Real-Time Systems
WebSockets vs SSE. Scaling stateful connections. When HTTP isn't enough.
When HTTP Isn't Enough
HTTP is pull-based: the client asks, the server responds. But some features require push:
• Live chat — new messages must appear instantly
• Collaborative editing — see others' cursors in real time
• Live notifications — order status updates, likes
• Live dashboards — real-time metrics
• Multiplayer games — game state sync
• Live sports scores — instant score updates
HTTP polling (client asks every second) is wasteful and laggy. Real-time protocols solve this properly.
WebSockets
WebSocket: a persistent, bidirectional, full-duplex TCP connection between client and server.
- Client sends HTTP Upgrade request
- Server agrees → connection upgrades to WebSocket
- Now both sides can send messages anytime
- Connection stays open until explicitly closed
// Server (Node.js with 'ws' library)
const wss = new WebSocketServer({ port: 8080 });
wss.on("connection", (ws) => {
ws.on("message", (data) => {
console.log("received:", data);
ws.send("pong"); // send back
});
ws.send("Welcome!"); // push to client without being asked
});
Use cases: chat, collaborative tools, games, live dashboards.
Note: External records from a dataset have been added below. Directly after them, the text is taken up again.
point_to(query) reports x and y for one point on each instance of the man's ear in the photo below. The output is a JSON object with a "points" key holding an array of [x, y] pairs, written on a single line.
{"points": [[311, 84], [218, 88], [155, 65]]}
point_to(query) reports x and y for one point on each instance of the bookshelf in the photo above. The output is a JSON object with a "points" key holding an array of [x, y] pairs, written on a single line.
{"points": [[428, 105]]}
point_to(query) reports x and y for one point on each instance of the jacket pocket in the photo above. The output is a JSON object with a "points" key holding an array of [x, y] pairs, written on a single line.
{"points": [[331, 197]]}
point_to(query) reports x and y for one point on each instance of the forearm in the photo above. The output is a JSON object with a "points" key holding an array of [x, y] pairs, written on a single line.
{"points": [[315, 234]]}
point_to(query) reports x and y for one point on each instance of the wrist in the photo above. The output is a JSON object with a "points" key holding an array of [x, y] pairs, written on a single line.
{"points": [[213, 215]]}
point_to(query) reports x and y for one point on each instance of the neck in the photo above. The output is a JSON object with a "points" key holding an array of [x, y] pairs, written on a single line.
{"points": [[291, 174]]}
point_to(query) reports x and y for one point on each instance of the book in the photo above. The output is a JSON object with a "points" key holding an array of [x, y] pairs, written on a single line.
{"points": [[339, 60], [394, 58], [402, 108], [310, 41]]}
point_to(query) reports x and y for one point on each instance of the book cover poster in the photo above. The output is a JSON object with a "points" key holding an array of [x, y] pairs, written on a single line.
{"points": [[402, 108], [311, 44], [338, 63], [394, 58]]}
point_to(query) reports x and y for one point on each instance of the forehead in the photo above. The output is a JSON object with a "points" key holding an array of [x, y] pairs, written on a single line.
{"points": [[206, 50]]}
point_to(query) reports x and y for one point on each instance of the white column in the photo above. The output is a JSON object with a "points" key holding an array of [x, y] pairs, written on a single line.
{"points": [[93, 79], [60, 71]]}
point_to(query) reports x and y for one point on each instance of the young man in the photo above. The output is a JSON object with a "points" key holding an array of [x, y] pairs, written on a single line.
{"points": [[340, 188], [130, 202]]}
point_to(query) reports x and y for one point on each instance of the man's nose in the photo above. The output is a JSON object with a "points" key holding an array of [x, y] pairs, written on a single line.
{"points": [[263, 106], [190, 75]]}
Scaling challenge: WebSockets are stateful. A user connected to Server A can't receive messages from Server B. Solution: Pub/Sub with Redis — all servers subscribe to a channel, publish to all servers.
Server-Sent Events (SSE)
SSE: server pushes events to client over a regular HTTP connection. One-way (server → client only). Simpler than WebSockets.
// Server
res.setHeader("Content-Type", "text/event-stream");
res.setHeader("Cache-Control", "no-cache");
setInterval(() => {
res.write(`data: {"price": ${getStockPrice()}}\n\n`);
}, 1000);
// Client
const es = new EventSource("/stream");
es.onmessage = (e) => console.log(JSON.parse(e.data));
Benefits: automatic reconnection built in, works over HTTP/1.1, passes through proxies easily.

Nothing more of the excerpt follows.